How their race politics liberated the elites from their obligations to the rest of us

How their race politics liberated the elites from their obligations to the rest of us. By Matthew Crawford.

Consider the moral ecology inhabited by the broader gentility: the salaried decision-makers and ideas-managers who service the global arrangement from various departments of the ideological apparatus. They may work in NGOs, the governing bodies of the EU, corporate journalism, HR departments, the celebrity-industrial complex, the universities, Big Tech, etc. …

They have broken free of the claims of allegiance made upon them by the particular communities they emerge from.

How does this work, psychologically? The idea of a common good has given way to a partition of citizens along the lines of a moral hierarchy — one that just happens to mirror their material fortunes …

Instead of feeling bound up in a shared fate with one’s countrymen, one develops an alternate solidarity that is placeless. The relatability across national borders that the gentlefolk feel in one another’s company — the gracious ease and trust, the shared points of reference in high-prestige opinion — has something to do with their uniformly high standing in the moral hierarchy that divides citizen from citizen within their own nations. The decision-making class has discovered that it enjoys the mandate of heaven, and with this comes certain permissions; certain exemptions from democratic scruple.

The permission structure is built around grievance politics. Very simply: if the nation is fundamentally racist, sexist and homophobic, I owe it nothing.

That’s their story, and they’re sticking to it.

In The Revolt of the Elites, Christopher Lasch spelled out in greater detail the role that claims of racial and sexual oppression play in securing release from allegiance to the nation — not just for those who identify as its victims, but for those with the moral sensitivity to see victimisation where it may not be apparent, and who make this capacity a touchstone of their identity. It becomes a token of moral elevation by which we recognise one another, and distinguish ourselves from the broader run of citizens. …

Black Americans serve a crucial function for the white bourgeoisie. As the emblem and proof of America’s illegitimacy, they anchor a politics of repudiation in which the idea of a common good has little purchase.

This illegitimacy transcends any particular historical facts about slavery and segregation. Indeed it transcends America, as one can surmise by the ease with which American grievance politics has been exported throughout the Western world. … Most recently, the transatlantic festival of George Floyd attests to the fact that it isn’t simply America that stands accused.

F*** the deplorable working class. The modern gentility are so over them. Now they just look after themselves, thank you very much.

The social order is corrupt, then. The labour movement once had an alternative order to offer in its stead, drawing on the socialist tradition….

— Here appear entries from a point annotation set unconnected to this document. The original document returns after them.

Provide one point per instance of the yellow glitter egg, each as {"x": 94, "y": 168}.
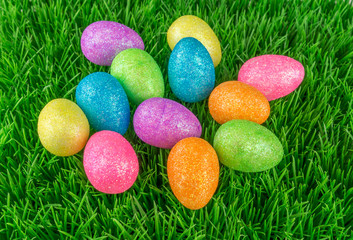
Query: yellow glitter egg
{"x": 63, "y": 128}
{"x": 192, "y": 26}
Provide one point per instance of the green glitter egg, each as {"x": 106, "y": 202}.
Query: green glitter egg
{"x": 139, "y": 75}
{"x": 247, "y": 146}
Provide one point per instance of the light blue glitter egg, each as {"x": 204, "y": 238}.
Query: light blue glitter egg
{"x": 104, "y": 101}
{"x": 190, "y": 71}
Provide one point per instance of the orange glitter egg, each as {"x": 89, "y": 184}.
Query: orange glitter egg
{"x": 237, "y": 100}
{"x": 193, "y": 172}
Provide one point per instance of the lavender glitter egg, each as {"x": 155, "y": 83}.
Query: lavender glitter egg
{"x": 162, "y": 122}
{"x": 101, "y": 41}
{"x": 274, "y": 75}
{"x": 191, "y": 71}
{"x": 104, "y": 101}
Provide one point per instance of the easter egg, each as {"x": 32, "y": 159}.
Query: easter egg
{"x": 190, "y": 71}
{"x": 110, "y": 162}
{"x": 247, "y": 146}
{"x": 139, "y": 75}
{"x": 63, "y": 128}
{"x": 103, "y": 100}
{"x": 274, "y": 75}
{"x": 101, "y": 41}
{"x": 162, "y": 122}
{"x": 192, "y": 26}
{"x": 236, "y": 100}
{"x": 193, "y": 172}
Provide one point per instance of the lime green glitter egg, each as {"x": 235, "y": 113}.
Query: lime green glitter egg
{"x": 247, "y": 146}
{"x": 139, "y": 74}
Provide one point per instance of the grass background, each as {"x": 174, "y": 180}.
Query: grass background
{"x": 309, "y": 195}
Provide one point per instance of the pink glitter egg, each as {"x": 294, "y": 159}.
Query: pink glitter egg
{"x": 101, "y": 41}
{"x": 274, "y": 75}
{"x": 110, "y": 162}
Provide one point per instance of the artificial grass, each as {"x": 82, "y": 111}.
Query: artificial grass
{"x": 309, "y": 195}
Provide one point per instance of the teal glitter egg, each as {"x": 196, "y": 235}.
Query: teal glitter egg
{"x": 191, "y": 71}
{"x": 247, "y": 146}
{"x": 104, "y": 101}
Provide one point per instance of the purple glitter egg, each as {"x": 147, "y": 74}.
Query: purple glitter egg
{"x": 274, "y": 75}
{"x": 162, "y": 122}
{"x": 101, "y": 41}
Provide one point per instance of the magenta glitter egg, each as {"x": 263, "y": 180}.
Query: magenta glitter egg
{"x": 110, "y": 162}
{"x": 162, "y": 122}
{"x": 101, "y": 41}
{"x": 274, "y": 75}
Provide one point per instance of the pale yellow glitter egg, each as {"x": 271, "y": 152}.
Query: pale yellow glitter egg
{"x": 192, "y": 26}
{"x": 63, "y": 128}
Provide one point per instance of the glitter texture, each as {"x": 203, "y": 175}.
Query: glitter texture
{"x": 110, "y": 162}
{"x": 139, "y": 75}
{"x": 192, "y": 26}
{"x": 236, "y": 100}
{"x": 190, "y": 71}
{"x": 162, "y": 122}
{"x": 101, "y": 41}
{"x": 193, "y": 172}
{"x": 274, "y": 75}
{"x": 247, "y": 146}
{"x": 103, "y": 100}
{"x": 63, "y": 128}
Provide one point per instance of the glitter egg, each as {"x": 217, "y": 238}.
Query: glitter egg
{"x": 193, "y": 172}
{"x": 247, "y": 146}
{"x": 110, "y": 162}
{"x": 162, "y": 122}
{"x": 192, "y": 26}
{"x": 274, "y": 75}
{"x": 104, "y": 101}
{"x": 63, "y": 128}
{"x": 101, "y": 41}
{"x": 139, "y": 74}
{"x": 190, "y": 71}
{"x": 236, "y": 100}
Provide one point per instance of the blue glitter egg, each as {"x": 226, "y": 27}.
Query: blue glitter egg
{"x": 104, "y": 101}
{"x": 190, "y": 71}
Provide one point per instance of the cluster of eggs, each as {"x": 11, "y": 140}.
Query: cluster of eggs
{"x": 110, "y": 161}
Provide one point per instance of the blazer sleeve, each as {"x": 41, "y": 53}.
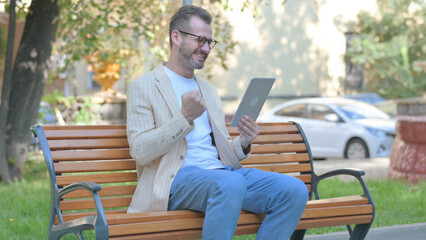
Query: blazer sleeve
{"x": 151, "y": 129}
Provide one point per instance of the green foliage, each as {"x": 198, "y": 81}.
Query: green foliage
{"x": 392, "y": 46}
{"x": 71, "y": 110}
{"x": 396, "y": 202}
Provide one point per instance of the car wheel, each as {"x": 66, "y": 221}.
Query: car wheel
{"x": 356, "y": 149}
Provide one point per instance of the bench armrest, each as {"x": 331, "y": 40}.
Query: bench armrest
{"x": 101, "y": 226}
{"x": 357, "y": 173}
{"x": 346, "y": 171}
{"x": 89, "y": 186}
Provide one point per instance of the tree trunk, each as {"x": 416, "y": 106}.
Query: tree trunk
{"x": 4, "y": 108}
{"x": 29, "y": 75}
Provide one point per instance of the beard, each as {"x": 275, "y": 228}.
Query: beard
{"x": 194, "y": 59}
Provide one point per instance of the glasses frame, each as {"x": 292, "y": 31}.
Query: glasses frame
{"x": 201, "y": 39}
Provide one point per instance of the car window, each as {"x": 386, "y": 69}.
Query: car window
{"x": 361, "y": 111}
{"x": 319, "y": 111}
{"x": 298, "y": 110}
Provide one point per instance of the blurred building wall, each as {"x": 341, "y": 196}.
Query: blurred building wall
{"x": 301, "y": 43}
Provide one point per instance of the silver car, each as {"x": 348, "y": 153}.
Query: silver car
{"x": 337, "y": 127}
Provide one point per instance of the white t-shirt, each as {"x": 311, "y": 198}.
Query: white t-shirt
{"x": 201, "y": 152}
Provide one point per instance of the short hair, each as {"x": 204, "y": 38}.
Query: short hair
{"x": 180, "y": 20}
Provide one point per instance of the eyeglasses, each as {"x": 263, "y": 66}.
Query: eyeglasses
{"x": 202, "y": 40}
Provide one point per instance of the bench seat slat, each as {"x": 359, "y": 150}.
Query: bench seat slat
{"x": 98, "y": 166}
{"x": 248, "y": 229}
{"x": 339, "y": 201}
{"x": 85, "y": 134}
{"x": 283, "y": 168}
{"x": 278, "y": 148}
{"x": 101, "y": 154}
{"x": 337, "y": 211}
{"x": 283, "y": 138}
{"x": 82, "y": 127}
{"x": 97, "y": 178}
{"x": 247, "y": 218}
{"x": 269, "y": 129}
{"x": 68, "y": 144}
{"x": 96, "y": 154}
{"x": 109, "y": 202}
{"x": 276, "y": 158}
{"x": 336, "y": 221}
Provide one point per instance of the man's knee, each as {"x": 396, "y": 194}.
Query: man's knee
{"x": 300, "y": 193}
{"x": 232, "y": 188}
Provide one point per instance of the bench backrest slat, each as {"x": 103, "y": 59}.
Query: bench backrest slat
{"x": 95, "y": 154}
{"x": 100, "y": 154}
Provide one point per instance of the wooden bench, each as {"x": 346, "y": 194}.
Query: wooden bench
{"x": 93, "y": 178}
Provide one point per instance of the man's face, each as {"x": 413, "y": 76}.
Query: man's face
{"x": 191, "y": 53}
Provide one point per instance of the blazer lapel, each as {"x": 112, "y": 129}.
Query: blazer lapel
{"x": 166, "y": 90}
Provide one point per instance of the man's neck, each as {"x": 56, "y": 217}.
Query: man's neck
{"x": 180, "y": 70}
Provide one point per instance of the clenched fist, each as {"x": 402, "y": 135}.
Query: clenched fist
{"x": 193, "y": 105}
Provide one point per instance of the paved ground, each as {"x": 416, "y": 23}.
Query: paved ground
{"x": 375, "y": 168}
{"x": 415, "y": 231}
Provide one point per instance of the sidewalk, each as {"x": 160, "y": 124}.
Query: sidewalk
{"x": 375, "y": 168}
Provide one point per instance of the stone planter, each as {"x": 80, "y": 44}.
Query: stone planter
{"x": 408, "y": 155}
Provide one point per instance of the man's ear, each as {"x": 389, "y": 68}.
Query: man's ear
{"x": 176, "y": 38}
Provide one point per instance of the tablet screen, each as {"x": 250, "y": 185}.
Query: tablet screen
{"x": 253, "y": 99}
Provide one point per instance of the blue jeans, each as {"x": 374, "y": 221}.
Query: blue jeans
{"x": 223, "y": 193}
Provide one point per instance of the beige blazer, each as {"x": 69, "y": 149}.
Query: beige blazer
{"x": 156, "y": 131}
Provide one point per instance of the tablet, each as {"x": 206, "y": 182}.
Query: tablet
{"x": 253, "y": 99}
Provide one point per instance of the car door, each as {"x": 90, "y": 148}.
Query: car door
{"x": 326, "y": 138}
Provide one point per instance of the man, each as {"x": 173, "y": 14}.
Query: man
{"x": 185, "y": 157}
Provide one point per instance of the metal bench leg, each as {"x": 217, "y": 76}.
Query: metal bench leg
{"x": 360, "y": 231}
{"x": 80, "y": 235}
{"x": 298, "y": 235}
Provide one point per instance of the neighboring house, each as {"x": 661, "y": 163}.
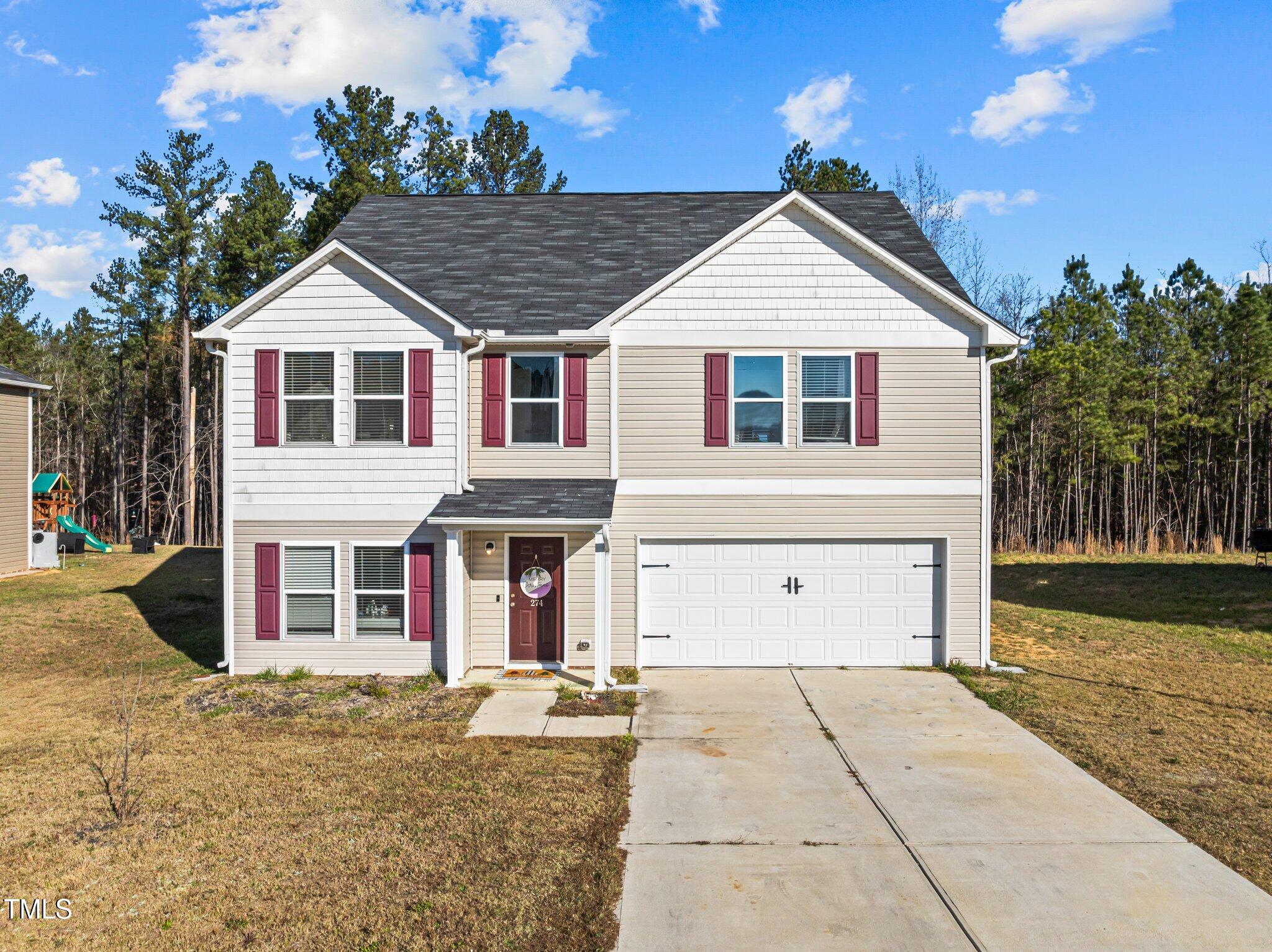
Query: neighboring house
{"x": 17, "y": 393}
{"x": 592, "y": 430}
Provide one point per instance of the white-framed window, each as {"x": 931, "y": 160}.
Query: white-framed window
{"x": 309, "y": 591}
{"x": 309, "y": 397}
{"x": 379, "y": 591}
{"x": 535, "y": 399}
{"x": 379, "y": 396}
{"x": 826, "y": 415}
{"x": 757, "y": 399}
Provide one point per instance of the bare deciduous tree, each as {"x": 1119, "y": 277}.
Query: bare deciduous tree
{"x": 119, "y": 764}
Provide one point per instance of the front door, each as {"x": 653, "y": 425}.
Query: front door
{"x": 535, "y": 599}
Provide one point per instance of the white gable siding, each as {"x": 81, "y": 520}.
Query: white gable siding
{"x": 341, "y": 307}
{"x": 794, "y": 275}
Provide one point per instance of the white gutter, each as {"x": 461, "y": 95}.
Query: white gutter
{"x": 227, "y": 514}
{"x": 986, "y": 504}
{"x": 462, "y": 403}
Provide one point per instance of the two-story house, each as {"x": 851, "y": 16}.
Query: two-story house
{"x": 576, "y": 431}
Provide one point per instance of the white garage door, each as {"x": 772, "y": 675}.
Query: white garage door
{"x": 773, "y": 603}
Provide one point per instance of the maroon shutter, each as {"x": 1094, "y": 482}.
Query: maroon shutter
{"x": 421, "y": 591}
{"x": 717, "y": 409}
{"x": 420, "y": 398}
{"x": 868, "y": 399}
{"x": 268, "y": 398}
{"x": 576, "y": 399}
{"x": 493, "y": 404}
{"x": 268, "y": 591}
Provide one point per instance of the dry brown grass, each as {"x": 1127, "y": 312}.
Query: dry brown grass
{"x": 1155, "y": 675}
{"x": 313, "y": 830}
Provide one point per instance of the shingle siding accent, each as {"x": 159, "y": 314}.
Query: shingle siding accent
{"x": 550, "y": 262}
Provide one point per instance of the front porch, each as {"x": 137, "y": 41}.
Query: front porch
{"x": 528, "y": 567}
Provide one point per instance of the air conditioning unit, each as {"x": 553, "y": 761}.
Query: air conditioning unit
{"x": 43, "y": 550}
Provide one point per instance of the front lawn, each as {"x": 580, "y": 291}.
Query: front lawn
{"x": 319, "y": 812}
{"x": 1155, "y": 675}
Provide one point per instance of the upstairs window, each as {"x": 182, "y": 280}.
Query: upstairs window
{"x": 309, "y": 589}
{"x": 379, "y": 398}
{"x": 379, "y": 592}
{"x": 309, "y": 397}
{"x": 758, "y": 398}
{"x": 535, "y": 399}
{"x": 826, "y": 399}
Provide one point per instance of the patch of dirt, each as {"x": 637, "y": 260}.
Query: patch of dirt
{"x": 372, "y": 697}
{"x": 571, "y": 703}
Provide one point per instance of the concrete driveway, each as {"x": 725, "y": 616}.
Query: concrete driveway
{"x": 892, "y": 810}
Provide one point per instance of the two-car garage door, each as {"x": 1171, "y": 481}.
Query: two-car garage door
{"x": 765, "y": 603}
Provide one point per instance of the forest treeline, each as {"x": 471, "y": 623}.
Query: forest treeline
{"x": 134, "y": 416}
{"x": 1138, "y": 417}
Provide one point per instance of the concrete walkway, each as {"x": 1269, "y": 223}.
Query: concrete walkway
{"x": 892, "y": 810}
{"x": 524, "y": 714}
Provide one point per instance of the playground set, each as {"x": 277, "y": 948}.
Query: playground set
{"x": 51, "y": 505}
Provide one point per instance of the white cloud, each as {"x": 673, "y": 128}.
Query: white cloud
{"x": 304, "y": 202}
{"x": 304, "y": 148}
{"x": 1085, "y": 29}
{"x": 996, "y": 202}
{"x": 45, "y": 182}
{"x": 294, "y": 52}
{"x": 61, "y": 267}
{"x": 709, "y": 12}
{"x": 819, "y": 111}
{"x": 1025, "y": 110}
{"x": 19, "y": 47}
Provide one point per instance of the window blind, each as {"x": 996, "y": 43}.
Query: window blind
{"x": 377, "y": 568}
{"x": 308, "y": 374}
{"x": 378, "y": 374}
{"x": 307, "y": 568}
{"x": 826, "y": 376}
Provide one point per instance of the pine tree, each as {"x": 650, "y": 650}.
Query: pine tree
{"x": 501, "y": 159}
{"x": 366, "y": 152}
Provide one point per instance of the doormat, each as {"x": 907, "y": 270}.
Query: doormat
{"x": 525, "y": 674}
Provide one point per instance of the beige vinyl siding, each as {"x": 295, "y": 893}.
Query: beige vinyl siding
{"x": 341, "y": 656}
{"x": 14, "y": 479}
{"x": 803, "y": 518}
{"x": 486, "y": 580}
{"x": 929, "y": 420}
{"x": 528, "y": 463}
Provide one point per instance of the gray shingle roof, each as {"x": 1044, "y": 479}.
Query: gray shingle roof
{"x": 541, "y": 263}
{"x": 13, "y": 376}
{"x": 531, "y": 499}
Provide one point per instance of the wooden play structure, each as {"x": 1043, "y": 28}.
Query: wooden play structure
{"x": 51, "y": 496}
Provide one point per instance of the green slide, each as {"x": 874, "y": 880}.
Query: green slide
{"x": 70, "y": 525}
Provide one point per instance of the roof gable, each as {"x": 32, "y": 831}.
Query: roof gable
{"x": 545, "y": 263}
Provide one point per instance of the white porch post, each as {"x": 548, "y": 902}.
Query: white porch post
{"x": 455, "y": 609}
{"x": 601, "y": 642}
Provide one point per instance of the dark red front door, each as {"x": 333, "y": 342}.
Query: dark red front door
{"x": 535, "y": 608}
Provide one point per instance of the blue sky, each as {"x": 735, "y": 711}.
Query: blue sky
{"x": 1127, "y": 130}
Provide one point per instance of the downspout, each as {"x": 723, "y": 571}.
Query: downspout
{"x": 462, "y": 401}
{"x": 227, "y": 516}
{"x": 986, "y": 501}
{"x": 607, "y": 674}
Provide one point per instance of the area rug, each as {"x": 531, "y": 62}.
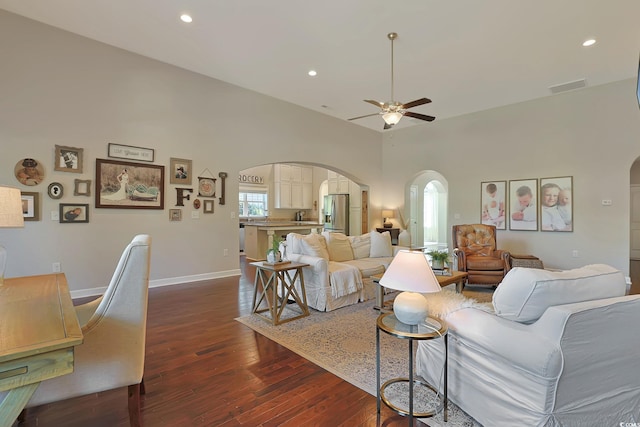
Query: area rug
{"x": 343, "y": 342}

The moral authority of the black person, as victim, gave the bourgeoisie permission to withdraw its allegiance from the social order, just as black people were gaining fuller admittance to it. …

The civil rights movement of black Americans became the template for subsequent claims by women, gays and transgender persons, each based on a further discovery of moral failing buried deep in the heart of America. Hence a further license, indeed mandate, granted to individual conscience, as against the claims of the nation. …

Bureaucrats, good government jobs immune from market discipline, and ever-bigger government for their fellow travelers:

The notion of expertise is important. There appears to be a circle of mutual support between political correctness, technocratic administration, and the bloated educational machinery. Because smartness (as indicated by educational credentials) confers title to rule in a technocratic regime, the ruling class adopts a distinctly cognitivist view: virtue does not consist of anything you do or don’t do, it consists of having the correct opinions. This is attractive, as one may then exempt oneself from the high-minded policies one inflicts upon everyone else. …

You can de-legitimise the police out of a professed concern for black people, and the explosion of murder will be confined to black parts of the city you never see, and journalists are not interested in. In this way, you can be magnanimous while avoiding the moral pollution and that comes from noticing reality.

With this clerisy’s systemic lack of “skin in the game”, the idea of a common good becomes a weak abstraction. Maintaining one’s own purity of opinion, on the other hand, has real psychic consequence, as it is the basis for one’s feeling of belonging — not to the community one happens to reside in, but to the tribe of the elect.

And to be in good standing with the new class of the elect is also to be in good standing financially. Funny that.